Why are some schools "unsuccessful". I think the first question here to ask is are we defining success correctly? School success is built on test scores, and then we deem schools "failing" when those scores come badly. From my experience, the biggest factor in a lack of success if the culture around it. First, it all starts at home. Student's from poor home lives generally perform worse no matter what the teacher does. Many come into school with very little structure at home and very little emphasis on education. Think back to your own childhood. Would you have been successful is your parents did not care if you went to school or not? This lack of emphasis can come from several reasons, but the real fix would have to be an overall cultural shift.
Another issue for so called "failing" schools is getting great teachers to go to them. If you were a new teacher just out of school, what would it take to get you to work with kids who come with a host of problems for the get go? There are some great folks who do it to make a difference, but are there really enough to fill a school? I think the answer to that is definitely no. Then once you get great teachers in your building, the question becomes how do you keep them? I have been a school for a while that has some of my favorite teachers to work with. They have plenty who I would be pumped for my own children to have. Those teachers though are so overrun with paper work to deal with the variety of issues that their students have. They struggle to get to a point where they can just teach, and it means that their turn over rate is pretty high.
So how do we fix things? The first thing is to not blame teachers. I totally understand that we need to get rid of teachers who are unsuccessful, but are current system is broken. There should not be an over reliance on test scores. Teaching is not easy, and really we need to find a system to get rid of the ones who just don't care. If a teacher really wants to improve, we should put every effort into it instead of going through the more expensive hiring process.
The second thing we need to do is take reform out of the hands of politicians so we can truly work to the root of schools problems. Politicians want to blame the teacher and constantly reform standards. You know what that does? It just frustrates teachers and gives them more work. They have to meet the standards set by politicians which includes a lot of paper work and other things that are not teaching. This leads to teacher burnout, and it does not change anything.

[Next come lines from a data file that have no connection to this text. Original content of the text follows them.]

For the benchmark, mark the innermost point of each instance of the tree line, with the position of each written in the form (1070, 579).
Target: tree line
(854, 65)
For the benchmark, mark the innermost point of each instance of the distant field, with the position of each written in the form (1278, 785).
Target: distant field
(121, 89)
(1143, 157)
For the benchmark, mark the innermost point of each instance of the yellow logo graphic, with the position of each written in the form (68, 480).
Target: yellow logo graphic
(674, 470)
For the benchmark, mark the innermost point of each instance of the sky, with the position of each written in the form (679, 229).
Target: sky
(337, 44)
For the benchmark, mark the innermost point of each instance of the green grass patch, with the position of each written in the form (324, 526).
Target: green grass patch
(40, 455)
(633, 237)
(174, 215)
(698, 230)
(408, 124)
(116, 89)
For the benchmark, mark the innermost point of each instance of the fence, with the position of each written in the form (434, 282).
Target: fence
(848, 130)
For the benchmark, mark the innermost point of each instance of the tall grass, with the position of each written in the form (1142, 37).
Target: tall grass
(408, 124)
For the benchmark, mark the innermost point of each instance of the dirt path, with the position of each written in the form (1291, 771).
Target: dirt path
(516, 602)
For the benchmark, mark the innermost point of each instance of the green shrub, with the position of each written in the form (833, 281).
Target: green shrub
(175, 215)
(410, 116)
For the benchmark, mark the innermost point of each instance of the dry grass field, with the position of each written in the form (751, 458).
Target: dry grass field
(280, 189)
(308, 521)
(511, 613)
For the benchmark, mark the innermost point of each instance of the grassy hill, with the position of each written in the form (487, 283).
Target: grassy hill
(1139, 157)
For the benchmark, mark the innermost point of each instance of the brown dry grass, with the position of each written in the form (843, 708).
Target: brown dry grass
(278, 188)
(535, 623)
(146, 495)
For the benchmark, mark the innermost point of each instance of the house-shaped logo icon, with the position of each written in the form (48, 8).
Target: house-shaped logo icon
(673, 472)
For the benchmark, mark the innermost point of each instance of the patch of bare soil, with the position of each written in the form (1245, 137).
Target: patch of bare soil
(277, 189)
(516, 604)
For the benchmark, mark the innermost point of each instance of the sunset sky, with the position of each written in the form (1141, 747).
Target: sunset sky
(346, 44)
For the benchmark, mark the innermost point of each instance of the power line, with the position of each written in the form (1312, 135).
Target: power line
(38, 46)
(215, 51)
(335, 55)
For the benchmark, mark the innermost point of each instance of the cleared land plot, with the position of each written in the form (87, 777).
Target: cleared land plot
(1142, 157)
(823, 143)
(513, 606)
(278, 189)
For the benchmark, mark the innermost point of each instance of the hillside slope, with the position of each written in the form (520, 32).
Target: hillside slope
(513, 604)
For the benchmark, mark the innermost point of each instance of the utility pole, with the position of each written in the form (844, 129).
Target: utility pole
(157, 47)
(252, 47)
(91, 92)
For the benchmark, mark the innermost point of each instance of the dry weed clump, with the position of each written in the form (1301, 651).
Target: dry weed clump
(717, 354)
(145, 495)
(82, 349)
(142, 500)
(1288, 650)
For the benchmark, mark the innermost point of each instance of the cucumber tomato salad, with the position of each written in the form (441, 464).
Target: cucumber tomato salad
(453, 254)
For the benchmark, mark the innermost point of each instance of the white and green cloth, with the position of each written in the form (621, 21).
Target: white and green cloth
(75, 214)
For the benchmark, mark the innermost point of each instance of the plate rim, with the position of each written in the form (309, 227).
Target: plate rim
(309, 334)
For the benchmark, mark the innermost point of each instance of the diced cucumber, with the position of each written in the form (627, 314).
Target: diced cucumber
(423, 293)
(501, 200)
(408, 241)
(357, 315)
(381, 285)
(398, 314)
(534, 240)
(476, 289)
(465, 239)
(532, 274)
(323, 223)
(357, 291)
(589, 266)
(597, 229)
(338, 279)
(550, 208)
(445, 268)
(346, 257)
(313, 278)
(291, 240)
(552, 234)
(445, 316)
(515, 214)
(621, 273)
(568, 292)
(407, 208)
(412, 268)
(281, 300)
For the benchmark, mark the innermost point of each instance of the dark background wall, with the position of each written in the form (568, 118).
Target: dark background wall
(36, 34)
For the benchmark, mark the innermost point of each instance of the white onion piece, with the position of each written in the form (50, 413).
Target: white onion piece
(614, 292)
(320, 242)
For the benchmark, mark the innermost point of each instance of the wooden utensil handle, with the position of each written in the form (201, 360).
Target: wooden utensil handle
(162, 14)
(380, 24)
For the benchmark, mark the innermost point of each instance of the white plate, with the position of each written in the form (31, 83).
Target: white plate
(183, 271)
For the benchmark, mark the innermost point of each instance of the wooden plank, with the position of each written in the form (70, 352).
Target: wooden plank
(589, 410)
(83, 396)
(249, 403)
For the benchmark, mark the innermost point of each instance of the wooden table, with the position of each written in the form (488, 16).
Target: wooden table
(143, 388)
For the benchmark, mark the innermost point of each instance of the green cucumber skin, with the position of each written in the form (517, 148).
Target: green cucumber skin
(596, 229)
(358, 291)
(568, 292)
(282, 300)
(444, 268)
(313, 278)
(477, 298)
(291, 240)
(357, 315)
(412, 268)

What we need to do is work on our culture. We need to start with parenting classes and family services in tough areas. We need to help parents establish order within their home, and we need to turn the culture where it is ok to abandon children that you fathered. Many times, you can trace a child's problems back directly to the lack of a parental figure in their home. I think we also have to do something to raise the level of income for families. I don't want to go into the specifics on how because that would be a very political issue, The reason this is so important to the success of our schools is that it would allow parents to be at home with their children instead of trying to work 3 jobs to make ends meet.
We also need to make teachers want to go to some of these troubled schools. I think some school districts are doing that with major financial benefits from joining these schools, but what else can we do? I think the best way to really fix these schools is to figure out a way t build teachers from within. Who is going to want to go into these communities and make a difference? It's people who have grown up there. Could we use some of the funds that we pour into these schools to help put the best students in these areas go to school, and then they can come back to be teachers.
We also need to do everything we can to simplify. Schools have become more and more about following the hundreds of laws that govern them, and less about students. We need to simplify any process that is to complicated including but not limited to IEP, ESL, RTI, and the many other processes that add paper work and meetings for teachers. We need to get it back to just teaching for our teachers.
It truly is lip stick on a pig when we talk about much of the education reform that goes through the legislature today. Until, we truly address our culture, schools will not change. We need to also quit blaming teachers. If we simplify and actually let them teach, who knows where they could go in the classroom.